Last week, Harvard University’s Institute of Politics released its 26th “Survey of Young Americans’ Attitudes Towards Politics and Public Service.” Conducting biannually since the spring of 2000, the report polls 18- to 29-year-olds on the hot-button issues of the day, as well as perennial questions about political affiliation and trust in institutions.
Of course, generational surveys are always tricky to interpret, considering the wide variety of opinions an age group covers. It’s a fool’s errand to claim that 31.5 million Millennials all lean one way or another politically. Indeed, the survey reveals that young people are split on most issues at hand.
However, one trend that the surveys have shown over the past few years is a declining faith in institutions.
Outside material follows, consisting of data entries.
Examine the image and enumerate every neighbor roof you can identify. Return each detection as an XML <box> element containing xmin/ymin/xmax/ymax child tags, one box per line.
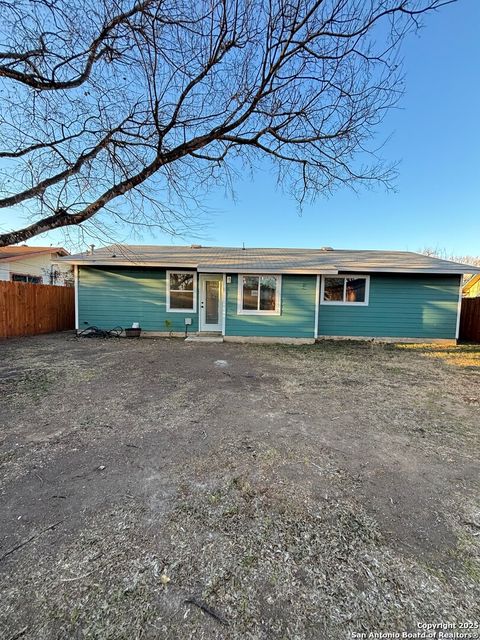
<box><xmin>0</xmin><ymin>245</ymin><xmax>69</xmax><ymax>263</ymax></box>
<box><xmin>59</xmin><ymin>244</ymin><xmax>480</xmax><ymax>275</ymax></box>
<box><xmin>463</xmin><ymin>273</ymin><xmax>480</xmax><ymax>293</ymax></box>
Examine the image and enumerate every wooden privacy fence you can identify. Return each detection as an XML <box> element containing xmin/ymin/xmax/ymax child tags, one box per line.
<box><xmin>459</xmin><ymin>297</ymin><xmax>480</xmax><ymax>343</ymax></box>
<box><xmin>0</xmin><ymin>281</ymin><xmax>74</xmax><ymax>338</ymax></box>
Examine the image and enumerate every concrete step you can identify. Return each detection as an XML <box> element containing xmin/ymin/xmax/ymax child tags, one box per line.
<box><xmin>185</xmin><ymin>335</ymin><xmax>224</xmax><ymax>343</ymax></box>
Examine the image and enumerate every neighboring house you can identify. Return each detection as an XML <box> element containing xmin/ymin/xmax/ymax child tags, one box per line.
<box><xmin>462</xmin><ymin>274</ymin><xmax>480</xmax><ymax>298</ymax></box>
<box><xmin>59</xmin><ymin>245</ymin><xmax>480</xmax><ymax>344</ymax></box>
<box><xmin>0</xmin><ymin>245</ymin><xmax>71</xmax><ymax>285</ymax></box>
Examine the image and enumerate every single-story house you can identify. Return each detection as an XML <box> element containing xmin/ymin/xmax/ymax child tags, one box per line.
<box><xmin>0</xmin><ymin>245</ymin><xmax>71</xmax><ymax>285</ymax></box>
<box><xmin>463</xmin><ymin>274</ymin><xmax>480</xmax><ymax>298</ymax></box>
<box><xmin>59</xmin><ymin>245</ymin><xmax>480</xmax><ymax>344</ymax></box>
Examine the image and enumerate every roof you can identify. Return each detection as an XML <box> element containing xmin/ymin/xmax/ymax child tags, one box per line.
<box><xmin>0</xmin><ymin>245</ymin><xmax>69</xmax><ymax>263</ymax></box>
<box><xmin>58</xmin><ymin>244</ymin><xmax>480</xmax><ymax>275</ymax></box>
<box><xmin>463</xmin><ymin>274</ymin><xmax>480</xmax><ymax>293</ymax></box>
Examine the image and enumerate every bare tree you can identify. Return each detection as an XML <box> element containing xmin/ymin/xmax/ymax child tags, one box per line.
<box><xmin>0</xmin><ymin>0</ymin><xmax>452</xmax><ymax>247</ymax></box>
<box><xmin>419</xmin><ymin>247</ymin><xmax>480</xmax><ymax>278</ymax></box>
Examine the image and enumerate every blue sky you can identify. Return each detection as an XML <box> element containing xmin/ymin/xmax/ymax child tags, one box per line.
<box><xmin>12</xmin><ymin>0</ymin><xmax>480</xmax><ymax>255</ymax></box>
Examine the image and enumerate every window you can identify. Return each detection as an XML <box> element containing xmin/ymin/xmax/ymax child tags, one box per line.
<box><xmin>166</xmin><ymin>271</ymin><xmax>196</xmax><ymax>311</ymax></box>
<box><xmin>11</xmin><ymin>273</ymin><xmax>42</xmax><ymax>284</ymax></box>
<box><xmin>238</xmin><ymin>275</ymin><xmax>281</xmax><ymax>314</ymax></box>
<box><xmin>321</xmin><ymin>275</ymin><xmax>369</xmax><ymax>305</ymax></box>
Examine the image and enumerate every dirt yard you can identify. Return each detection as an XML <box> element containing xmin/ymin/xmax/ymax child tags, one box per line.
<box><xmin>0</xmin><ymin>334</ymin><xmax>479</xmax><ymax>639</ymax></box>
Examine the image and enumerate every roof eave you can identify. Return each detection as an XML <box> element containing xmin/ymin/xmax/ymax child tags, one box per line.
<box><xmin>1</xmin><ymin>247</ymin><xmax>69</xmax><ymax>263</ymax></box>
<box><xmin>60</xmin><ymin>259</ymin><xmax>199</xmax><ymax>269</ymax></box>
<box><xmin>58</xmin><ymin>256</ymin><xmax>480</xmax><ymax>275</ymax></box>
<box><xmin>60</xmin><ymin>259</ymin><xmax>338</xmax><ymax>274</ymax></box>
<box><xmin>198</xmin><ymin>267</ymin><xmax>338</xmax><ymax>274</ymax></box>
<box><xmin>337</xmin><ymin>267</ymin><xmax>480</xmax><ymax>275</ymax></box>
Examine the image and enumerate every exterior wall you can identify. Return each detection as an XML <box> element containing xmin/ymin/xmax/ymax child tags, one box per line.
<box><xmin>77</xmin><ymin>268</ymin><xmax>461</xmax><ymax>341</ymax></box>
<box><xmin>0</xmin><ymin>253</ymin><xmax>71</xmax><ymax>285</ymax></box>
<box><xmin>318</xmin><ymin>274</ymin><xmax>461</xmax><ymax>339</ymax></box>
<box><xmin>225</xmin><ymin>274</ymin><xmax>317</xmax><ymax>338</ymax></box>
<box><xmin>78</xmin><ymin>267</ymin><xmax>198</xmax><ymax>332</ymax></box>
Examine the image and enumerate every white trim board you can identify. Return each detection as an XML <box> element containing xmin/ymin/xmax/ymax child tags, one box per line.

From USA Today:
Millennials’ trust in large institutions like the courts, the police and the media, appears to have passed through its nadir, with faint signs of optimism emerging. Among the six institutions included in the survey, the military ranked highest, at 53%.
Whether Democrat or Republican, most millennials (83%) show no faith in Congress. The majority Republican legislature is failing to address the issues Millennials care most about.
“Millennials are on a completely different page than most politicians in Washington, D.C.,” Della Volpe says. “This is a more cynical generation when it comes to political institutions.”
In total, a majority of respondents expressed faith in only two of the 11 institutions mentioned in the survey (18 percent). By contrast, the Institute’s first survey conducted in spring 2000 found a majority of respondents expressed faith in six of the eight institutions mentioned (75 percent).
The lesson: Millennials are more cynical than other generations.